Share swings following the reports from the tech heavyweights after the bell sent exchange-traded funds tracking the S&P 500 and Nasdaq down about 1% each, suggesting Wall Street may open weaker on Friday.
Mostly upbeat results from Facebook, Google-parent Alphabet and Amazon, along with Microsoft’s strong report earlier this week, show how the largest U.S. companies have expanded their businesses and outperformed smaller rivals this year as the pandemic accelerates trends toward online shopping, video streaming and other technologies.
Alphabet and Facebook both reported strong rises in advertising sales and some caution about the future. Facebook, which often is conservative with forecasts, said that pandemic-related uncertainty could make for a difficult 2021.
Facebook’s stock fell 1%, while Alphabet surged 7%.
These results are testament to the incredible strength of the Google franchise, said Nicholas Hyett, an equity analyst at Hargreaves Lansdown. Where other marketing driven businesses are struggling as advertisers become more cost conscious, it seems some of the cash is in fact finding its way to the internet search giant.
Apple fell over 5% after its iPhone sales missed estimates, although its quarterly revenue and profit beat analysts’ expectations. That wiped $100 billion from Apple’s stock market value.
Analysts expect aggregate S&P 500 earnings to drop 13% this quarter, compared to an increase of 4.5% in the tech sector, which includes Apple, Microsoft and many other of the index’s largest companies, according to IBES data from Refinitiv.
Twitter reported fewer new users than Wall Street expected, sending its shares 17% lower. If Twitter falls that much in Friday’s trading session it will have been its deepest one-day drop since March, when fear related to the pandemic sent global stock markets into a deep selloff.
Amazon reported a record quarterly profit and forecast a jump in holiday sales, but its shares fell almost 2% after it forecast a jump in costs related to COVID-19.
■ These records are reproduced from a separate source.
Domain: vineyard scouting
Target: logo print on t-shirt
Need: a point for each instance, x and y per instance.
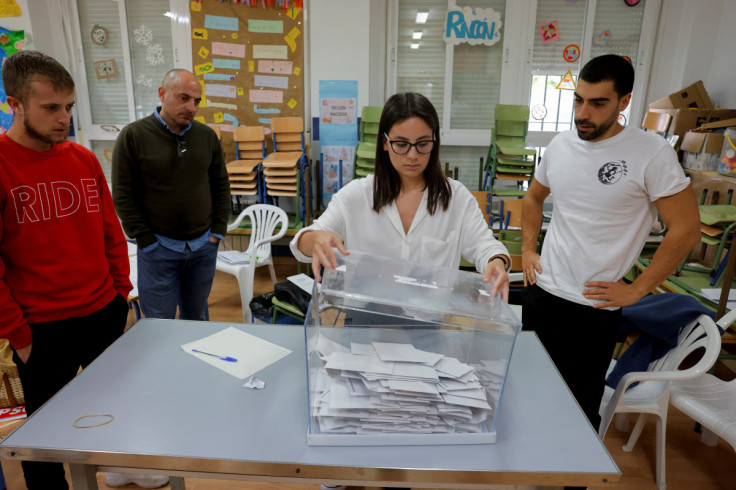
(611, 172)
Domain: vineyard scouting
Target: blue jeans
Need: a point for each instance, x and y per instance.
(167, 278)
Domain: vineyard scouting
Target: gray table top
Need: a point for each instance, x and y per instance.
(173, 412)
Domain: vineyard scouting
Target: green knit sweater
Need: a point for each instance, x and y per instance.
(157, 191)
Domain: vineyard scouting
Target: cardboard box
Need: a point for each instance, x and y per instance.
(693, 96)
(701, 151)
(683, 120)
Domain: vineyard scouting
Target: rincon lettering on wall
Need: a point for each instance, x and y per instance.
(472, 26)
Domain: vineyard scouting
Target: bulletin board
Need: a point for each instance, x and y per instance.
(249, 58)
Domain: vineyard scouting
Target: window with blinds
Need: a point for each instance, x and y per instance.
(420, 63)
(103, 61)
(151, 50)
(422, 58)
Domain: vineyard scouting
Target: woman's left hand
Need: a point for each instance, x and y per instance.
(496, 272)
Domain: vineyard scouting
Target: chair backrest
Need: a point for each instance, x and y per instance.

Thursday’s reports come amid turbulence on Wall Street, with soaring coronavirus cases and uncertainty about a fiscal relief bill in Washington dimming the outlook for an economic recovery and knocking over 3% off the S&P 500 so far this week.
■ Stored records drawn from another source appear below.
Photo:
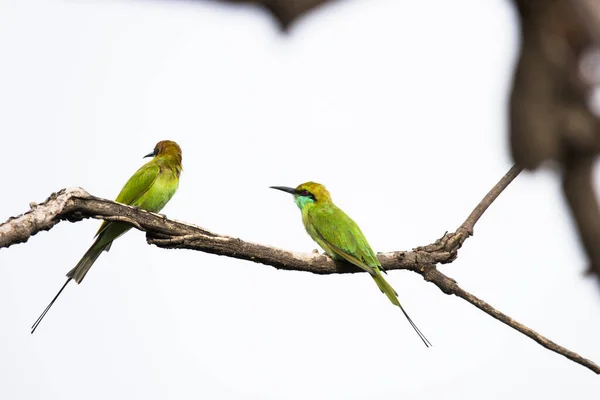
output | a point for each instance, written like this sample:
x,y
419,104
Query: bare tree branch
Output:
x,y
76,204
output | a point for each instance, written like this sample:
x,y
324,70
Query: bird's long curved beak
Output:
x,y
284,189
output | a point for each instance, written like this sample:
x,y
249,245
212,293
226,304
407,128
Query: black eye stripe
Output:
x,y
306,193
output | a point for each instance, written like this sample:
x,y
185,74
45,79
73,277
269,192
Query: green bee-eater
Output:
x,y
340,237
150,188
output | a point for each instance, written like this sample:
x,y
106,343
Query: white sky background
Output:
x,y
399,107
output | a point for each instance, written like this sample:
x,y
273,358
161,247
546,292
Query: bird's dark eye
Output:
x,y
306,193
Without Facebook, Apple, Amazon, Netflix and Alphabet, the S&P 500 would be down about 4% in 2020, compared with the index’s 2% year-to-date rise, according to a research note from Bespoke Investment Group on Thursday.
Due to both the huge weight of these stocks and their outperformance, the market has become more reliant on them than ever before for its gains, according to Bespoke.